Afin que la transmission universelle du patrimoine de l’entrepreneur individuel puisse s’opérer efficacement et pour faciliter sa mise en œuvre, le législateur a écarté le jeu de plusieurs règles susceptibles d’interférer avec le transfert.
L’article L. 526-29 du Code de commerce prévoit ainsi que ne sont pas applicables au transfert universel du patrimoine professionnel d’un entrepreneur individuel, toute clause contraire étant réputée non écrite :
- L’article 815-14 du Code civil
- Cette disposition régit le droit de préemption dont sont titulaires les coïndivisaires d’un bien en cas de cession d’une quote-part indivise par un indivisaire à un tiers.
- L’article 1699 du Code civil
- Cette disposition régit la cession d’un droit litigieux
- Les articles L. 141-12 à L. 141-22 du Code de commerce
- Ces dispositions régissent le privilège du vendeur de fonds de commerce
Aussi, dans l’hypothèse où le patrimoine de l’entrepreneur individuel comprendrait un bien indivis ou un fonds de commerce, la transmission de ce patrimoine ne pourra ainsi pas se heurter à l’exercice du droit de préemption d’un coindivisaire ou à la mise en œuvre du privilège du vendeur.
La transmission universelle s’opèrera nonobstant ces dispositifs qui, en cas de transfert à titre particulier, feraient obstacle à la réalisation de l’opération.
==> La résurgence de règles de droit commun
Bien que le dispositif de transmission universelle d’un patrimoine présente la particularité d’être soumis à un seul et même régime juridique, l’article L. 526-27, al. 3e du Code de commerce assortit ce principe d’une exception.
Cette disposition prévoit, en effet, que « sous réserve de la présente section, les dispositions légales relatives à la vente, à la donation ou à l’apport en société de biens de toute nature sont applicables, selon le cas.
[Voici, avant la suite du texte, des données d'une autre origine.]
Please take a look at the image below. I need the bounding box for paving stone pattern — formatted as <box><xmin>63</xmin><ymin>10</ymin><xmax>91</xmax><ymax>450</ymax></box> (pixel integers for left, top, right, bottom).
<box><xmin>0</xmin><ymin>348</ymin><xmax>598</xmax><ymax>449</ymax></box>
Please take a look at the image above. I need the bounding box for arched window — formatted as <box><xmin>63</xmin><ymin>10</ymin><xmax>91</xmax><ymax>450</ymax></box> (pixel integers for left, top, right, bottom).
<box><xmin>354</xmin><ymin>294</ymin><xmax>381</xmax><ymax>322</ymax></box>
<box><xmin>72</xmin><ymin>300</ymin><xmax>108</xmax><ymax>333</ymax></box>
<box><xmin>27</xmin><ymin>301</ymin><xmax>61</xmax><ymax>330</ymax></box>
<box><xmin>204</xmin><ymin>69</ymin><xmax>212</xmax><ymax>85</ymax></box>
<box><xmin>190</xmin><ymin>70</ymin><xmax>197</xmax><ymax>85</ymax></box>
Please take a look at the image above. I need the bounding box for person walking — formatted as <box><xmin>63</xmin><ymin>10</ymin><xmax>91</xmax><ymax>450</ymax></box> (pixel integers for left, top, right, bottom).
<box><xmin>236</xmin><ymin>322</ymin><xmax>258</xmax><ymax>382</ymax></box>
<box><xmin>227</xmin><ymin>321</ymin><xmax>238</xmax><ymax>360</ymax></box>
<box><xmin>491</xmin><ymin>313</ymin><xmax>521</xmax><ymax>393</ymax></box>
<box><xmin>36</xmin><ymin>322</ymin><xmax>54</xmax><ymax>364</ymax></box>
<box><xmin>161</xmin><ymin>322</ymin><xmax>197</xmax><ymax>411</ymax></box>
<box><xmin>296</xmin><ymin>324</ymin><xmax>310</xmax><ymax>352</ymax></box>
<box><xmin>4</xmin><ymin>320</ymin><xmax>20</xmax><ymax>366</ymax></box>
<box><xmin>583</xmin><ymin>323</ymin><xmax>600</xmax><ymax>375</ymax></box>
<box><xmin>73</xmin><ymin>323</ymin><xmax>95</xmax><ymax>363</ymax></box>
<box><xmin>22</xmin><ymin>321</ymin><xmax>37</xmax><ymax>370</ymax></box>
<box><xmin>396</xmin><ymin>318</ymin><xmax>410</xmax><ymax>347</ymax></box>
Il en est de même des dispositions légales relatives à la cession de créances, de dettes et de contrats. »
Une lecture du texte suggère que, nonobstant la transmission universelle, les règles propres au transfert de chaque bien et de chaque obligation logés dans le patrimoine transmis demeureraient applicables.
La règle ainsi posée est pour le moins énigmatique dans la mesure où son application littérale conduirait à ruiner le principe même de la transmission universelle qui devrait précisément avoir pour effet de neutraliser le jeu des règles applicables à chaque opération prise individuellement.
En l’absence de dispositions qui précisent l’intention du législateur, la question de l’articulation entre les règles propres à la transmission universelle et celles propres au transfert de chaque élément du patrimoine est ouverte.
C) Les conditions de transmission
Selon les modalités choisies par l’entrepreneur individuel pour transmettre son patrimoine, les conditions applicables diffèrent.
Certaines conditions s’appliquent, en revanche, quelle que soit la modalité de transmission retenue
1. Conditions communes
La transmission universelle du patrimoine professionnel de l’entrepreneur individuel est subordonnée à la réunion de deux conditions générales :
- Première condition
- L’article L. 526-30 du Code de commerce prévoit que « le transfert doit porter sur l’intégralité du patrimoine professionnel de l’entrepreneur individuel, qui ne peut être scindé»
- Aussi, quand bien même l’entrepreneur individuel exercerait plusieurs activités professionnelles, interdiction lui est faite de « scinder » son patrimoine en plusieurs parties.
- La transmission ne pourra porter que sur la globalité de son patrimoine.
- Il s’agit ici d’éviter qu’une scission du patrimoine préjudicie à certains créanciers.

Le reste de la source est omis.